Sono andato avanti così per giorni e per settimane. Il tono decadente ma colorato, misterioso ma romantico di Cyr e di Demon’s Souls era ed è lo stesso. Entrambi erano e sono fuori tempo in maniera simile e similmente convincente. Tutti e due sono profondamente radicati nel passato, pur facendosi forza su risorse e modi di fare di oggi. Sono tornato a percorrere quel maledetto tritacarne del tunnel iniziale di Stonefang, mentre mi riparavo dietro i tuoni di Purple Blood, ho preso la mira da distanza per ridurre in frantumi gli scheletri arcieri nella Cripta delle Tempeste, spostandomi al ritmo di Telegenix. La coerenza tematica dell’album si è adagiata perfettamente a quella del gioco.

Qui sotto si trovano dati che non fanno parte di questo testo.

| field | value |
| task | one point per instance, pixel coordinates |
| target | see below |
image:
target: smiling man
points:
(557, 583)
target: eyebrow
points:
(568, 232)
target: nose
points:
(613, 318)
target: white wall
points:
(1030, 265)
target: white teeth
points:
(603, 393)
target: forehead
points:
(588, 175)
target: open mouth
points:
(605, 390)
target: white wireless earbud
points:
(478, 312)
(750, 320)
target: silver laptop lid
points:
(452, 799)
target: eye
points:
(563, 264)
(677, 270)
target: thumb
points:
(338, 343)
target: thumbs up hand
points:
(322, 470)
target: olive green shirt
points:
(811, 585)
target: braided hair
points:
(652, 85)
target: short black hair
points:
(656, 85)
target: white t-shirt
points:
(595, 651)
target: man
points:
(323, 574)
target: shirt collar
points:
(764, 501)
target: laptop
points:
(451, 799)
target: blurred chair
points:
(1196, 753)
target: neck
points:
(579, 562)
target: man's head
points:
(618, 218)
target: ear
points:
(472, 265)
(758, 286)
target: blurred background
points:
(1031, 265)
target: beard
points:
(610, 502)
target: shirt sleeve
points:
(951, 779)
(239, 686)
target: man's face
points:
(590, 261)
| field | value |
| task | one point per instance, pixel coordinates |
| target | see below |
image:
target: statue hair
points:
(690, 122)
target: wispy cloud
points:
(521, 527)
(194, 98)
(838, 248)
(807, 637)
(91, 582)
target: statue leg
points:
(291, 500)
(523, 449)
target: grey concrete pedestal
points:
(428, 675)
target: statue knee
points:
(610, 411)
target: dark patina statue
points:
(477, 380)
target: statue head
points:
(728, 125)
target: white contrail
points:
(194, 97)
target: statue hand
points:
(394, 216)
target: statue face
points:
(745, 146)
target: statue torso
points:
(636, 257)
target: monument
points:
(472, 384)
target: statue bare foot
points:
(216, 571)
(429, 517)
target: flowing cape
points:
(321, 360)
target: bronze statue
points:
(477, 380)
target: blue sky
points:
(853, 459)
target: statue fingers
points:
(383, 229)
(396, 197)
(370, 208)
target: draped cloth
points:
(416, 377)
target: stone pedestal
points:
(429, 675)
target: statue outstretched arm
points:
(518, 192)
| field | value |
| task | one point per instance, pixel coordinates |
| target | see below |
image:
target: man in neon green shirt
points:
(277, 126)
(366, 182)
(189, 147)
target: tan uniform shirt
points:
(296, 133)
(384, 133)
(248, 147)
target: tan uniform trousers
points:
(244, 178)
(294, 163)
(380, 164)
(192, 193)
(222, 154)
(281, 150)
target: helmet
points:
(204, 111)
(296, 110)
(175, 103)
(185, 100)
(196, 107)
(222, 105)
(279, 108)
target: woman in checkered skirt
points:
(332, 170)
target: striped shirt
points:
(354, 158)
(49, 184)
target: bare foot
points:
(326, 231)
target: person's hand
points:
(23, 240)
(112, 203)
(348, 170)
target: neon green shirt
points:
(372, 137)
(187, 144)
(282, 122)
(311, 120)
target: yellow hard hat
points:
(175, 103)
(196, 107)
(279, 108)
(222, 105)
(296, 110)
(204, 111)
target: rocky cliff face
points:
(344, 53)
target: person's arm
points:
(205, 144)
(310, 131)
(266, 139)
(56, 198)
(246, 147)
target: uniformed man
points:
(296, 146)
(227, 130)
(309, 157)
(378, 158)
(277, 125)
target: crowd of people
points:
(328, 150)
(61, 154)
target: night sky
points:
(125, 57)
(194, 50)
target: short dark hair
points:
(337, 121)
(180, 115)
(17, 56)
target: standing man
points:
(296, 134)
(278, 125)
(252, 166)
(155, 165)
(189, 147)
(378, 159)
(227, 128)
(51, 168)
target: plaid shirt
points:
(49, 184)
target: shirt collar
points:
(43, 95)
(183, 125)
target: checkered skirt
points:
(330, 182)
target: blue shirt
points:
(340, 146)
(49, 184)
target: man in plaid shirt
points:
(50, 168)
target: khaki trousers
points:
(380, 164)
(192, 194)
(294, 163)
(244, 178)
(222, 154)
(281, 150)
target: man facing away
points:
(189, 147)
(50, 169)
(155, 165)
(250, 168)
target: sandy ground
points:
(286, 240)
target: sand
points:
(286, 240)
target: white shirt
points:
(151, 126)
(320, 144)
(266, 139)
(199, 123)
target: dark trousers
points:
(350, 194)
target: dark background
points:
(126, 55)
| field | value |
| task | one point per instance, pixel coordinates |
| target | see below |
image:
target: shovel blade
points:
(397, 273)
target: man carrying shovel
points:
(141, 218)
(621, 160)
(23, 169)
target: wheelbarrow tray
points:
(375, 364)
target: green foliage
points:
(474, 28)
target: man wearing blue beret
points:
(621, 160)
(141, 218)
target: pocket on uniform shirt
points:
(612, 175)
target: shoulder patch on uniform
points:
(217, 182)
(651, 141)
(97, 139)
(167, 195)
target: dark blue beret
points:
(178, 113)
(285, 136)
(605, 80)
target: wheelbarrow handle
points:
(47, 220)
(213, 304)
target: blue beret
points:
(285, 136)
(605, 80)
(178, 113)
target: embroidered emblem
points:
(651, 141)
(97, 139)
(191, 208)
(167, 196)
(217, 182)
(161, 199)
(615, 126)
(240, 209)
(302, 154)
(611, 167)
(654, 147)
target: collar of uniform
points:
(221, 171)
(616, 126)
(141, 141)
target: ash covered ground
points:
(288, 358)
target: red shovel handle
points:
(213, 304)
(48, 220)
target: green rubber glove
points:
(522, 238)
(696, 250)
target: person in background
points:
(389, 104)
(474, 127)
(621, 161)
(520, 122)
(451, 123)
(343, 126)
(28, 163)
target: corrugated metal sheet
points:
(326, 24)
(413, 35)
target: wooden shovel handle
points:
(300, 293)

Difficile fingere che, anche tecnicamente, Demon’s Souls (2020) sia degno di rappresentare la nuova generazione. Ma il livello di dettaglio e alcuni giochi di illuminazione sono comunque di livello.

Quando attraversavo la Valle della corruzione, con la morte fino alle ginocchia, sentivo rintoccare l’eco di Confessions of a Dopamine Addict, con quel miscuglio di speranza e disillusione dato da una e dall’altra. Demon’s Souls e Cyr, nonostante i pochi e rari raggi di sole del primo, vivono in un costante crepuscolo, nell’allungarsi delle ombre e nella certezza che la notte stia per prenderti. Messi uno dentro l’altro, si danno ulteriore forza e a un anno dalla fine del mio viaggio (portato fino ai titoli di coda), ho ancora qualche brivido nel ripensare alle ore rubate al sonno, per continuare a vagare come un’anima persa in Haunted.

3 risposte su “Demon’s Souls + Cyr”

Mi sono commosso. L’ultima volta che ho letto un tuo articolo in cui mettevi insieme gli Smash Punkers e i giochini andavo alle medie e con quello scoprivo Mellon Collie e quella roba mi ha cambiato la vita e mi hai accompagnato al concerto ecc ecc… Tutte ste cose già le sai, anche basta. Anche allora ste letture le facevo di notte invece di dormire: le cose non cambiano, in fondo, e tu per certe cose sei sempre il migliore (al contrario di Cyr). (Domani mi riapro un blog)

Ti ringrazio per le belle parole, misterioso ospite (no, OK, scherzo). Comunque Cyr è il disco più sensato e interessante che abbiano fatto post-periodo classico (dal 2007 a oggi, insomma). Capisco che la concorrenza di Oceania e Monuments to an Elegy non fosse agguerritissima, ma è un disco con un’idea e con una personalità. A me piace abbastanza/quasi molto.

OSPITE?!?

Non so, boh, io preferisco i synth di Oceania perché, avendo 52 anni, mi piace il progressive – ma ti capisco eh. Però solo un po’.